Bastian and colleagues estimate that 75 randomised clinical trials are published a day.22 Given that 60% of randomised clinical trials are eventually published,23 we estimate that 125 trials are started daily, which is 2.5 times more than the number of trial protocols registered daily (51) in 2014-2015 on clinicaltrials.gov. About 5% of registered trials are never started,24 and many others are terminated early (12% of those posted on clinicaltrials.gov25; 28% of those approved by research ethics committees).23 Given that many trials also have secondary publications,26 we estimate that between 150 and 200 trials would need to be assessed each day. Including rejections and resubmissions, sometimes with further outcome changes, the number could be even higher. Many external groups would be needed to cover this volume.
Perhaps priority could be given only to the larger, late phase trials that are most likely to have substantial clinical impact. However, eventually crosschecking of all trials submitted for publication should be the final aim of all parties involved. Although this will be an extra effort, we think it will be almost negligible compared with the overall effort expended by investigators and sponsors in setting up, conducting, analysing, and reporting a clinical trial and the benefit it will bring in reducing waste.
The ICMJE’s recent proposal for individual trial participant data to be de-identified27 is a step towards full clinical trial transparency but will be of limited efficacy in preventing outcome reporting bias. Instead of blaming authors or editors for selective reporting of outcomes, we need preventive action. Editors must seriously consider implementing better quality control procedures. Investigators and journals could sometimes be acknowledged for making changes in trial protocols and analyses; even then it should be done transparently. We know that significant efforts are ongoing to encourage more careful reporting of changes in clinical trial protocols, but the stakes are too high to let selective outcome reporting continue.
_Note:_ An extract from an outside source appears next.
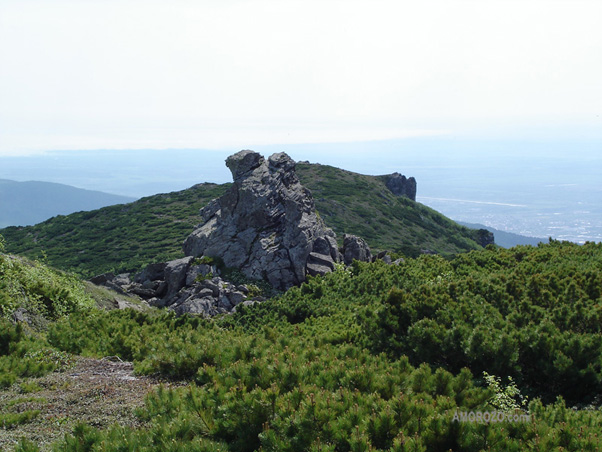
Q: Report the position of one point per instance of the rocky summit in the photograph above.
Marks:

Selective reporting of outcomes in clinical trials is common
Many investigators forget to report on prespecified trial outcomes or inform on non-prespecified outcomes
Editors could implement better quality control measures to prevent selective reporting of outcomes
Editors could use external groups of experts that could crosscheck the information of the manuscript with that of the registry or protocol
Any change (in outcomes or analysis) introduced during analysis of the data or the peer review process should be disclosed and defended with arguments in the article
Contributors and sources: JPAI and RD-R wrote the first drafts. ALC suggested further important changes. All authors approved the final version of the manuscript and are accountable for all aspects included in it. JPAI is the guarantor. The authors assume full responsibility for the accuracy and completeness of the ideas presented.
Funding: This work was not supported by any external grants or funds.
Competing interests: All authors have completed the unified competing interest form at www.icmje.org/coi_disclosure.pdf (available on request from the corresponding author) and declare that have neither financial nor non-financial interests that may be relevant to the submitted work. AC is the non-voting, non-paid chairperson of the Compassionate Use Advisory Committee, a panel of internationally recognised medical experts, bioethicists, and patient representatives formed by NYU School of Medicine, which advises Janssen about requests for compassionate use of its investigational medicines.
Provenance and peer review: Not commissioned; externally peer reviewed.